"I think I'm going back..."
Home three days and after three nights of troubled dreams it's time to make sense of what happened on the high seas between the Orkneys and Svalbard.
Loads of positives. The voyage was smooth, the ship, accommodation, and crew top class. I was lucky to have as my dinner guests four pleasant companions. Paul from Zurich, who is married to a Greek he met in London in 1972. Paul travels everywhere. After this trip I don't think he's bothering to go home before he's up the Northwest Passage. There's Jeff from Minnesota - lovely man with a very dry sense of humour and a love of cats. Like Paul he's an inveterate traveller - off to South America next. Ron, the professor of electrical engineering, who explained why we had intermittent internet, but couldn't fix it. His wife was discovering Norway on her own as she had caught Covid so wasn't allowed on the ship. Finally Rob a civil servant who works for the Department of Transport on rail infrastructure. He lives just outside Lancaster, having moved from Westminster, and commutes 2 days a week into the Big Smoke.
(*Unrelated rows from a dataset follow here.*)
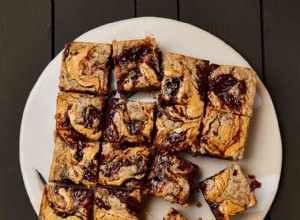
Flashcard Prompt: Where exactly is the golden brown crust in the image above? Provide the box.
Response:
[155,105,203,153]
[164,208,186,220]
[55,92,104,142]
[59,42,111,95]
[99,142,149,186]
[200,165,256,220]
[208,64,257,117]
[39,185,92,220]
[160,52,209,106]
[93,188,141,220]
[49,135,100,187]
[112,37,160,93]
[199,107,250,160]
[104,99,155,144]
[147,155,198,206]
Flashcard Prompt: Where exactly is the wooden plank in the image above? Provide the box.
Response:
[0,0,51,219]
[55,0,135,53]
[179,0,262,77]
[263,0,300,220]
[136,0,178,19]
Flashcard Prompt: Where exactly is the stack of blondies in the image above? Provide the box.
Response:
[39,37,256,220]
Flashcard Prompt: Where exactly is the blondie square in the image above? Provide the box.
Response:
[112,37,161,93]
[146,155,198,206]
[93,188,141,220]
[200,165,256,220]
[163,208,186,220]
[49,135,100,187]
[39,184,93,220]
[104,99,156,144]
[159,52,209,106]
[59,42,112,95]
[55,92,104,142]
[199,108,250,160]
[99,142,150,186]
[207,64,256,117]
[154,105,203,153]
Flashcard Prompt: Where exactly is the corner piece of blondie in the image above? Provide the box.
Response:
[146,155,198,206]
[112,37,161,93]
[200,165,257,220]
[59,42,112,95]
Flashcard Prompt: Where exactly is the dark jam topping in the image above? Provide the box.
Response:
[126,120,144,134]
[95,198,111,210]
[114,43,153,65]
[128,68,142,82]
[49,202,76,218]
[49,187,92,218]
[239,80,247,95]
[209,74,246,111]
[196,61,209,101]
[63,44,71,61]
[164,131,186,146]
[248,175,261,192]
[207,202,224,220]
[83,105,102,132]
[111,190,141,216]
[165,77,182,99]
[149,155,198,188]
[103,157,133,177]
[209,63,220,72]
[83,165,97,183]
[103,153,147,177]
[56,116,88,144]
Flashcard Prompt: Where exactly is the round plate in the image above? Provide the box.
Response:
[20,17,282,220]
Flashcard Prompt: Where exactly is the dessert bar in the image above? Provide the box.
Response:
[49,135,99,187]
[112,37,161,93]
[146,155,198,206]
[207,64,256,117]
[99,142,149,186]
[154,105,202,153]
[55,92,104,143]
[39,184,93,220]
[159,52,209,106]
[200,165,256,220]
[59,42,112,95]
[93,188,141,220]
[163,208,186,220]
[104,99,156,144]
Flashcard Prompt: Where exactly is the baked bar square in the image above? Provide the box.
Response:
[99,142,150,186]
[155,105,203,153]
[112,37,161,93]
[94,188,141,220]
[39,184,93,220]
[55,92,105,142]
[199,108,250,160]
[49,135,100,187]
[200,165,256,220]
[104,99,156,144]
[163,208,186,220]
[159,52,209,108]
[59,42,112,95]
[147,155,198,206]
[208,64,256,117]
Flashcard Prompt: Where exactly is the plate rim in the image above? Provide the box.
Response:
[19,16,283,216]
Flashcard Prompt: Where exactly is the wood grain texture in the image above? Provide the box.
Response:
[136,0,178,19]
[179,0,262,77]
[0,0,51,220]
[55,0,135,54]
[263,0,300,220]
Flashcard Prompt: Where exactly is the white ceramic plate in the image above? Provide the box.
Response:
[20,17,282,220]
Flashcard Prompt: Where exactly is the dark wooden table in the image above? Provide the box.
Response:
[0,0,300,220]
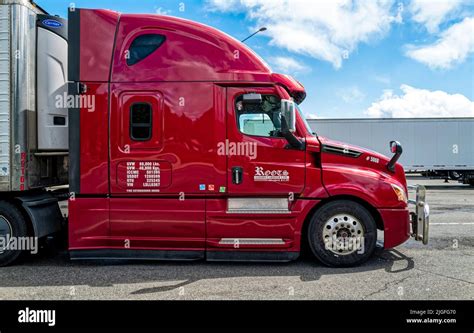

There were stunning views, day after day. The Faroes were a delight with its cliffs full of birds, Jan Mayer was slightly disappointing as the volcano was shrouded in cloud while we were there, and we only saw its full magnificence as we were sailing away. The voyage around Svalbard was fine, but after so many days of basalt, snow and ice it palls.
Seeing the kayakers made me wonder whether I should have joined them - they got to places even the Zodiacs couldn't reach. I then remembered kayaking in Antartica in 2018 and how hard going I found it. Also watching them clamouring into their wet suits made me think I'd be completely drained even before getting into the kayaks.